Re: [RFC PATCH] tty/serial: atmel: fix TX path in atmel_console_write()

From: Nicolas Ferre
Date: Fri Mar 17 2017 - 13:26:12 EST


Le 17/03/2017 Ã 16:11, Richard Genoud a Ãcrit :
> 2017-03-15 17:56 GMT+01:00 Nicolas Ferre <nicolas.ferre@xxxxxxxxxxxxx>:
>> Le 15/03/2017 Ã 17:19, Richard Genoud a Ãcrit :
>>> On 15/03/2017 16:29, Nicolas Ferre wrote:
>>>> A side effect of 89d8232411a8 ("tty/serial: atmel_serial: BUG: stop DMA
>>>> from transmitting in stop_tx") is that the console can be called with
>>>> TX path disabled. Then the system would hang trying to push charecters
>>>> out in atmel_console_putchar().
>>>>
>>>> Signed-off-by: Nicolas Ferre <nicolas.ferre@xxxxxxxxxxxxx>
>>>> Fixes: 89d8232411a8 ("tty/serial: atmel_serial: BUG: stop DMA from transmitting
>>>> in stop_tx")
>>>> Cc: stable <stable@xxxxxxxxxxxxxxx> # 4.4+
>>>> ---
>>>> Hi Richard,
>>>>
>>>> I found this to fix the problem with system hang in my linux-4.4-at91 branch
>>>> (in the atmel_console_putchar() waiting loop actually).
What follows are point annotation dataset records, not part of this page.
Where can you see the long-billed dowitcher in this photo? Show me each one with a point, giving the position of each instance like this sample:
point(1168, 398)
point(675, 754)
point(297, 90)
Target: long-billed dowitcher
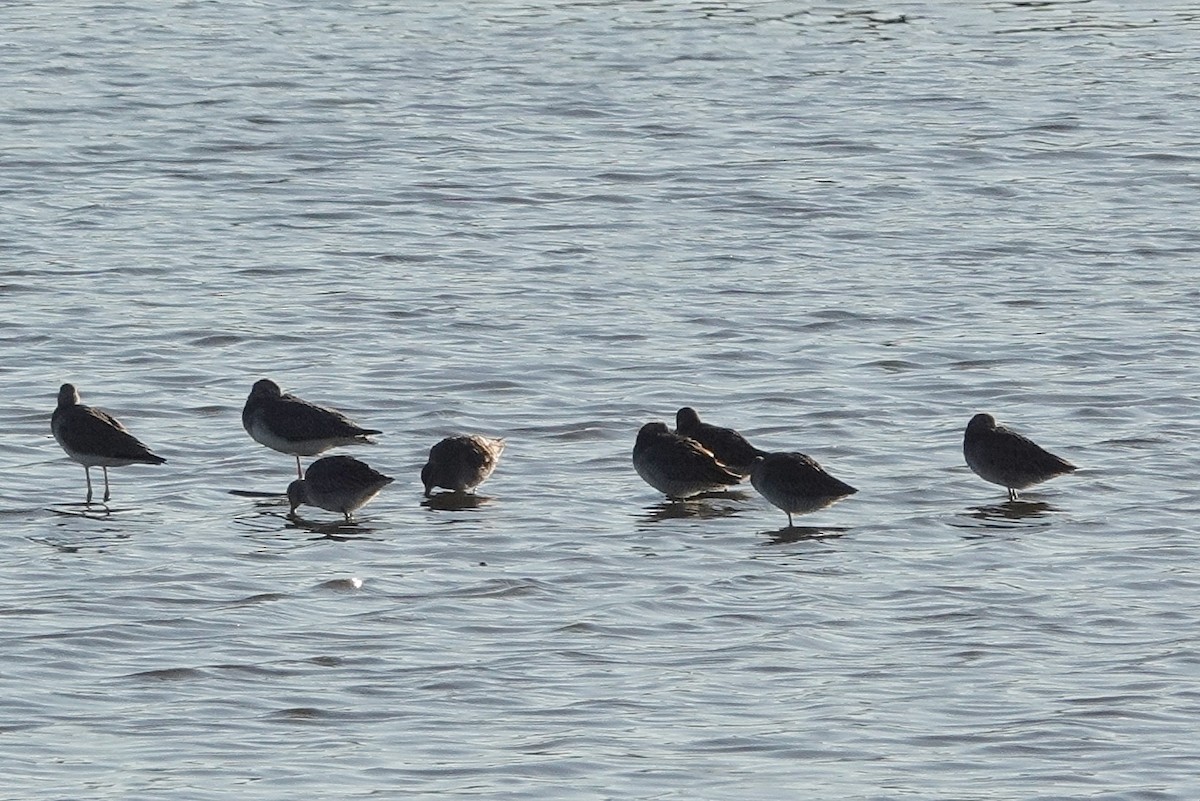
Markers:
point(95, 439)
point(796, 483)
point(461, 463)
point(337, 483)
point(1003, 457)
point(730, 447)
point(289, 425)
point(676, 465)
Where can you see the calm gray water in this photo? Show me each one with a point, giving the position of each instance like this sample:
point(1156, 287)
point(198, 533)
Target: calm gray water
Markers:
point(840, 230)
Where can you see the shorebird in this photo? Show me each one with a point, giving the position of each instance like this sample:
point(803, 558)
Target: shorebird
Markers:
point(796, 483)
point(1003, 457)
point(730, 447)
point(461, 463)
point(289, 425)
point(676, 465)
point(337, 483)
point(95, 439)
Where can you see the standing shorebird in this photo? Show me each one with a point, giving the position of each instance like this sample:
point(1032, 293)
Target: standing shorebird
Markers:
point(337, 483)
point(289, 425)
point(95, 439)
point(796, 483)
point(676, 465)
point(1003, 457)
point(461, 463)
point(730, 447)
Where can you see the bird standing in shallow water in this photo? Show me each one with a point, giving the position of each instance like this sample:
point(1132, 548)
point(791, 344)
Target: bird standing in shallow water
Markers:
point(337, 483)
point(95, 439)
point(461, 463)
point(796, 483)
point(289, 425)
point(677, 465)
point(1003, 457)
point(730, 447)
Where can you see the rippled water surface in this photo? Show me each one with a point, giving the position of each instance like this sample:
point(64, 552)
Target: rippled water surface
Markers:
point(841, 230)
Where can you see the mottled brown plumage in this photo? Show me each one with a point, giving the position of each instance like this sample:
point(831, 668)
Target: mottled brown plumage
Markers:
point(461, 463)
point(337, 483)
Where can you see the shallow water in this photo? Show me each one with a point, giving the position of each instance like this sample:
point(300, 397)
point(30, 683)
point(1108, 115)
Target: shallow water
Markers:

I'm open to more
>>>> insignt.
>>>> As we cannot figure out if this bit is set or not, I didn't preserve the
>>>> current status...
>>>>
>>>> Regards,
>>>
>>> So, I'm guessing that you may see some lines/characters printed twice on
>>> the screen, don't you ?
>>
>> Well, actually, I don't think so because the repetitions that I see are
>> probably due to open/close/open/close/re-open/... of the serial console
>> itself.
>>
>> Same with the line "random: udevd: uninitialized urandom read (16 bytes
>> read, 21 bits of entropy available)", they happen at different moment in
>> time => the printk log timestamping seem to indicate that they are
>> different.
> Hi Nicolas,
>
> It seems that the problem is between atmel_tx_dma() and its callback
> atmel_complete_tx_dma().
>
> At some point, atmel_tx_dma() is called, does the job, and then, just
> before the callback is called, the xmit->head and xmit->tail pointers
> are set to zero (by uart_flush_buffer())
> So, when atmel_complete_tx_dma() is called, it does:
> xmit->tail += atmel_port->tx_len;
> not knowing that the head and tail pointers have been reseted.
> => it's like there's (UART_XMIT_SIZE - atmel_port->tx_len) characters to
> transmit on the serial line.
>
> PS: I can trigger this bug by holding down the d key at login and then
> ctrl - basically, a ctrl-d just after sending text - with a rate success
> of about 1/5 :)
>
> Could you try this patch to see if it corrects also your system hang ?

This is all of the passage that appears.